Describe the impact on foreign policy you have made in your current/past positions.
As a Foreign Service Officer stationed in the Middle East, my job is to engage foreign audiences and make sense of political and economic trends on the ground for the policy-makers in Washington through reporting cables. In my previous assignment to U.S. Embassy Damascus, I began a new project to gather valuable, on-the-ground perspectives from a diverse cross-section of the Syrian population—many of whom lived in areas that were difficult, and most, impossible, for embassy personnel to visit due to the deteriorating security situation. This became a key tool for the State Department’s leadership in informing and shaping U.S. policy towards Syria.

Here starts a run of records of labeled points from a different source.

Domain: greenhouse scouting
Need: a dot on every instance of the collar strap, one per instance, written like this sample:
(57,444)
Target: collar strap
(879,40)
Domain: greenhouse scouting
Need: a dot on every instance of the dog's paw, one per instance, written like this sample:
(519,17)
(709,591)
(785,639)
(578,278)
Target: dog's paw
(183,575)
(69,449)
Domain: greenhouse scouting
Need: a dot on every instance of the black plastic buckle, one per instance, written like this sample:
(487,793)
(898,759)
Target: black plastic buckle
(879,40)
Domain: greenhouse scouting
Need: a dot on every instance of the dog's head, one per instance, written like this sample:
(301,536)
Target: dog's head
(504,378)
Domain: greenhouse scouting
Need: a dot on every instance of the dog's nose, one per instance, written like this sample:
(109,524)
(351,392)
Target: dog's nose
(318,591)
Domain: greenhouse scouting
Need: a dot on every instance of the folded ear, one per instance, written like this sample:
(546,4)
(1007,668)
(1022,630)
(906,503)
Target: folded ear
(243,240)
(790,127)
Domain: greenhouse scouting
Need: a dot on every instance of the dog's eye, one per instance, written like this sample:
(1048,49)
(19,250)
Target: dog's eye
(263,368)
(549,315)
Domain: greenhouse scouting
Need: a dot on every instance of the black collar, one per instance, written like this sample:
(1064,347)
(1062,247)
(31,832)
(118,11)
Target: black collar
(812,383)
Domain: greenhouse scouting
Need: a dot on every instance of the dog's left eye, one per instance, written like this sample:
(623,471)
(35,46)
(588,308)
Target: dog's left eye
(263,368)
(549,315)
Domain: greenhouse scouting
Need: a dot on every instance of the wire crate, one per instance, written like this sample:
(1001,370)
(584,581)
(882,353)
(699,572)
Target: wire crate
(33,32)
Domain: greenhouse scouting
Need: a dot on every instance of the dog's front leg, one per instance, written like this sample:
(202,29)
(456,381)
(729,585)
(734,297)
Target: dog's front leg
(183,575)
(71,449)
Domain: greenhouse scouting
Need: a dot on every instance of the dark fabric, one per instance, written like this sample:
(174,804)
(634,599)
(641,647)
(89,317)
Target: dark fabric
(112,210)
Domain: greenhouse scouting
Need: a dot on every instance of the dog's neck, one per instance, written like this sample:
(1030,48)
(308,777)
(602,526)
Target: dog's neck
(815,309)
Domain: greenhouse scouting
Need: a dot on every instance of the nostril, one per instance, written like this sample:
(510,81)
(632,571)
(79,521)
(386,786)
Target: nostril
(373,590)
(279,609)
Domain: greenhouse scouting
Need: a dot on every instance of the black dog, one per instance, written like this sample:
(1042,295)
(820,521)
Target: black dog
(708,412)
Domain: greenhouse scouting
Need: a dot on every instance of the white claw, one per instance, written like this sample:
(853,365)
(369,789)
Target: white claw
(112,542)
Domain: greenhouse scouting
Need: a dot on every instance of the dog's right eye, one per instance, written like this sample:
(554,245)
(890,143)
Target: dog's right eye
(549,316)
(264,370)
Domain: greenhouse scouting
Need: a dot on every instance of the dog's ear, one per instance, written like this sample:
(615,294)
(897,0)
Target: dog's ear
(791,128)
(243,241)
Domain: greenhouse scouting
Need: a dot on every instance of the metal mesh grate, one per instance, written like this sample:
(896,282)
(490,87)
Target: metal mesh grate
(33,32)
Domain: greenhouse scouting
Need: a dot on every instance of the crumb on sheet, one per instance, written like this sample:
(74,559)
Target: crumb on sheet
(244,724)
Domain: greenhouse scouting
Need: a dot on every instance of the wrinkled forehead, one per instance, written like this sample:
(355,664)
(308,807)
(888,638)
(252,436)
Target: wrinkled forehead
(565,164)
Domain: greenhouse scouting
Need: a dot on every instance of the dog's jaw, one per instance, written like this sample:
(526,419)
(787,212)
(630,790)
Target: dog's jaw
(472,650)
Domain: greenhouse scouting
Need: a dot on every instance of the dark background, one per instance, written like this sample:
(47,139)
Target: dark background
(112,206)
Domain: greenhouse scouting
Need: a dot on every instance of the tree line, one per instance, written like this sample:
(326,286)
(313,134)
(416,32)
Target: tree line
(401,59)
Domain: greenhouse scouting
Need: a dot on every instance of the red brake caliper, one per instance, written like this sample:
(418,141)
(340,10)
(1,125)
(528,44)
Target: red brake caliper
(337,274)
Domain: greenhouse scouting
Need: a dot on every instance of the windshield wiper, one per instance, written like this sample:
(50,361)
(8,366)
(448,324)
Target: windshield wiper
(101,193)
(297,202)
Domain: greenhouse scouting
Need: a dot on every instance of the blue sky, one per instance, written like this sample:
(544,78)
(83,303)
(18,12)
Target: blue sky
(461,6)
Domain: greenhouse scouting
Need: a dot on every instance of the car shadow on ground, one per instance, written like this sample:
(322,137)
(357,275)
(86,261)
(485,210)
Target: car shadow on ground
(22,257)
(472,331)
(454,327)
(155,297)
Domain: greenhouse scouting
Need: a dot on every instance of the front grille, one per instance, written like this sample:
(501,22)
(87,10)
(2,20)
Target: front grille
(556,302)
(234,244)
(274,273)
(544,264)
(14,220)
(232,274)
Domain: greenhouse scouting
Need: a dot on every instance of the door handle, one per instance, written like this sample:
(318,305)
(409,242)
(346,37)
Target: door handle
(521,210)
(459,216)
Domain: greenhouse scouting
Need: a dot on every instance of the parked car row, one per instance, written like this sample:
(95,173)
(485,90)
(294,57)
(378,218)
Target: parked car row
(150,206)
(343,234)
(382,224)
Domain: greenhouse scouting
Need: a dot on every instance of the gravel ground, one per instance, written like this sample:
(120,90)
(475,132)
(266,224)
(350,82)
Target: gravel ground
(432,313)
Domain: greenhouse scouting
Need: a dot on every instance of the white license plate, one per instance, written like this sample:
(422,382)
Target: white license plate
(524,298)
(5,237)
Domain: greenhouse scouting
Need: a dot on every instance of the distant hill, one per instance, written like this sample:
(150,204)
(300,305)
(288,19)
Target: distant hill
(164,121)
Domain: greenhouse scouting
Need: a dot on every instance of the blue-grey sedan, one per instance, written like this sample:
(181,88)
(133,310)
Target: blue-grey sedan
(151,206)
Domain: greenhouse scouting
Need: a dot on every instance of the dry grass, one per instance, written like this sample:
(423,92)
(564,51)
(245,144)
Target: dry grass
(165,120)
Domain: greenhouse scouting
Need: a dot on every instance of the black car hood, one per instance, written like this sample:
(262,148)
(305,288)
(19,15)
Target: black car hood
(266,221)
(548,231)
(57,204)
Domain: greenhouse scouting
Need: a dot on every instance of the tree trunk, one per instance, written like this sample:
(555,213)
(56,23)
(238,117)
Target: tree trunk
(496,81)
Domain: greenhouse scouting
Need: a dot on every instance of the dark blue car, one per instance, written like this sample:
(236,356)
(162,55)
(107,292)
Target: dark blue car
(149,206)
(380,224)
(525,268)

This innovation to State Department reporting made a lasting contribution to the organization that continues today in our Embassies in Lebanon and Jordan.

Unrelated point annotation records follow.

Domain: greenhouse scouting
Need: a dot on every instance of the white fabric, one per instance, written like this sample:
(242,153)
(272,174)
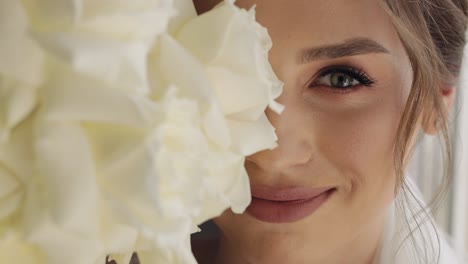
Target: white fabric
(422,246)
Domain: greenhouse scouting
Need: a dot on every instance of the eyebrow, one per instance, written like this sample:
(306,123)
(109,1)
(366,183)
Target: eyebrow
(350,47)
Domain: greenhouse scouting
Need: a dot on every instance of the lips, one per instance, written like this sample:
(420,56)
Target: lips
(285,205)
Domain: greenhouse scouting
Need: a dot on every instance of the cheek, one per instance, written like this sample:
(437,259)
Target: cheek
(360,143)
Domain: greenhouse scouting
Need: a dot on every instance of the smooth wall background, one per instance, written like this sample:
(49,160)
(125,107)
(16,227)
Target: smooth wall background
(426,168)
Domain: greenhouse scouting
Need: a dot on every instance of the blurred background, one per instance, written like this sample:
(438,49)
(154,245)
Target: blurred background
(426,169)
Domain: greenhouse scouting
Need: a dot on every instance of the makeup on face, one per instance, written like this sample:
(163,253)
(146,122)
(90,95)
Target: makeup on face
(286,204)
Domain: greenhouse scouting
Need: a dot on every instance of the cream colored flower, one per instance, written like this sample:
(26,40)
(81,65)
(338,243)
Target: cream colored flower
(14,250)
(108,39)
(20,68)
(234,52)
(112,162)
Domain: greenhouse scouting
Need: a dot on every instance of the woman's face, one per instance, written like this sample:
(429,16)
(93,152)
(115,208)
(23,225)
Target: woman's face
(346,81)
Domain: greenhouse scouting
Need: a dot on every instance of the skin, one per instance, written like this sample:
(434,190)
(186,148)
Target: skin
(326,138)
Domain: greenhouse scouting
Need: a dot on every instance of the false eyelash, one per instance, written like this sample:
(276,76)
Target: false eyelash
(356,73)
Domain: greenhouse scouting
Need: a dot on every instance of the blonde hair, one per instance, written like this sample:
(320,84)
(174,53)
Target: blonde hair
(434,36)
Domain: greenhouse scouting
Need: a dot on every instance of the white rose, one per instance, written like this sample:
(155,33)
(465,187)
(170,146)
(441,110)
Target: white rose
(20,68)
(15,250)
(233,48)
(107,38)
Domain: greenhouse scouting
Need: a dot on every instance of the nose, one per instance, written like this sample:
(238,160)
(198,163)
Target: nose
(294,142)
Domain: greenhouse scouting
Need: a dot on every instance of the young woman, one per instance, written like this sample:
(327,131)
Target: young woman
(361,79)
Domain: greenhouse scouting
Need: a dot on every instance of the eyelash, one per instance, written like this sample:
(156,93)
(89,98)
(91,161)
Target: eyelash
(355,73)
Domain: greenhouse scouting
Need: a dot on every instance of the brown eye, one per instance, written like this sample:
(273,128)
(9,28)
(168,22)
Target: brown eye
(339,80)
(342,78)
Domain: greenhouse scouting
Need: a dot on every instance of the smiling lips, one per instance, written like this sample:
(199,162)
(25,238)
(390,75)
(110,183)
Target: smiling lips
(285,205)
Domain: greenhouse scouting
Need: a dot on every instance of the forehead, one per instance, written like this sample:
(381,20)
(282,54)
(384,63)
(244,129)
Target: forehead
(298,24)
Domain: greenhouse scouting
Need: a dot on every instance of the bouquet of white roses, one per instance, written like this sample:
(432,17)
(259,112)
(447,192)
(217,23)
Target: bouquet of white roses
(125,124)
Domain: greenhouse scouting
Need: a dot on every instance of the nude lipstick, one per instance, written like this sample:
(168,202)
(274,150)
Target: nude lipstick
(286,204)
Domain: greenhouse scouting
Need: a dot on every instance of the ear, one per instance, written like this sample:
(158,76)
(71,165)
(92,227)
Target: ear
(430,123)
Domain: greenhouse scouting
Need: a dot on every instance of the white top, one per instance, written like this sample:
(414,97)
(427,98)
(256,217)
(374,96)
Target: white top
(426,238)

What personal contribution to foreign policy are you most proud of?
I will forever cherish the contributions that my teammates and I made to informing and shaping the policy process during the early days of Syria’s violent unrest, now turned civil war. Learning from and working with Ambassador Robert Ford remains the honor of a lifetime.
What is your vision of foreign policy in the 21st Century?
My hope is that all nations value the protection of civilians in armed conflict above any other calculation of national interest.
What challenges need to be overcome to create better foreign policy? What leadership traits are needed for this?
Stove-piping and a lack of information sharing still plague the foreign policy establishment twelve years after the September 11th attacks. In order to overcome these challenges, our foreign policy leaders require courage, humility, and the vision to see their work as a team sport. I am confident that “Millennials” will recognize the need for greater collaboration as they advance into leadership positions across the government.